First BioWIP Seminar of the Summer this Wednesday (May 25th)
Talk Title: "New Protein Homolog Detection Tool Shows Major Improvements in Accuracy and Speed"
Abstract: There are several hundred million protein sequences, but the relationships among them are not fully available from existing homolog detection. There is an essential need for an improved method to push homolog detection to lower levels of sequence identity.
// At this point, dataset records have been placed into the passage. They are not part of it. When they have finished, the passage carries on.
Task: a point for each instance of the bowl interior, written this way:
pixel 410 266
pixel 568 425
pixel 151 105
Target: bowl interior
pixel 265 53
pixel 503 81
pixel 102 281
Our method relies on a language model to represent proteins numerically in a matrix (an embedding) and uses discrete cosine transforms to extract the most essential part of these embeddings, thereby significantly reducing the size of each representative matrices. These are used to efficiently compute the distances between pairs of protein sequences and result in homolog detection at significantly lower levels of identity than previously possible. Our Protein LAnguage model Search Tool (PLAST) is significantly faster with linear runtimes. Results are validated by the near-identity of the pair of homolog structures. The number of remote homologs that are detectable is significantly increased and pushes the effective sequence matches more deeply into the twilight zone. Tests on human protein sequences presently have no assigned functions to enable function assignments for 96% of these proteins. The PLAT web server is accessible at https://mesihk.github.io/plast.
The Bio-WIP Seminars (formerly BBMB WIP seminars) are sponsored by the BBMB Graduate Learning Community. All are welcome to join!